On Sunday, members of the Kalina citizens’ forum began their campaign against the use of plastic carry bags in the area.
“We distributed pamphlets and spoke to vendors from Santacruz station up to Vakola,” said Robin Viegas, a member of the citizens’ forum of Kalina.
Hindustan Times had first reported in December about Mayor Shraddha Jadhav’s proposal to implement a 100 per cent ban on plastic bags.
In the civic group leaders’ meeting, the municipal corporation decided to strictly implement the already existing ban on plastic carry bags thinner than 50 microns.
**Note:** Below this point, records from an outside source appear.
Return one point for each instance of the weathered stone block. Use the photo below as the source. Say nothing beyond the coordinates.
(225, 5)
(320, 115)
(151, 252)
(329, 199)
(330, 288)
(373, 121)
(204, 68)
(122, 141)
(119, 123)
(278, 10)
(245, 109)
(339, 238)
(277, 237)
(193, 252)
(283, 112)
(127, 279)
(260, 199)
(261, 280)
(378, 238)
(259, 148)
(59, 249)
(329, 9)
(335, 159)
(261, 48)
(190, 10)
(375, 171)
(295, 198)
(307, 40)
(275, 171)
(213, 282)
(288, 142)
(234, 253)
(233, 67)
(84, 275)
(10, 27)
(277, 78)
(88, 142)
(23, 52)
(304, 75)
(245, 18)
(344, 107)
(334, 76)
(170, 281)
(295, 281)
The mayor also proposed that the state government amend the necessary law to accommodate the 100 per cent ban.
“We completely support the mayor’s initiative and until a 100 per cent ban is implemented we will try our bit to make our vicinity plastic bag-free,” said Sheela Joshi, a resident of Vakola.
The citizens’ forum plans on distributing cloth bags in the area and with the support of vendors and shopkeepers declare it a “no-plastic carry bag” zone.
“It is also economically viable for us. We will save money by switching over from plastic bags to paper bags. And this will also be our contribution to the environment,” said Ram Yadav, a fruit seller in Vakola.
Residents of Vile Parle have been successful in banning the use of plastic carry bags.
Meanwhile, residents of Bandra will also begin their campaign against plastic bags, by urging Linking Road’s hawkers to give up plastic.
“We have been waiting for the government to announce a 100 per cent ban. But the civic administration is always very wary about taking up a citizen friendly initiative,” said Aftab Siddiqui, resident of Bandra.
According to statistics, the city generates about 8,000 metric tonnes of garbage every day, of which 4 per cent consists of plastic.
“We will provide our customers with fancy linen material bags as an alternative as young girls don’t like to use jute and khadi bags,” said Riyaz Ahmed, a shopkeeper on Linking Road.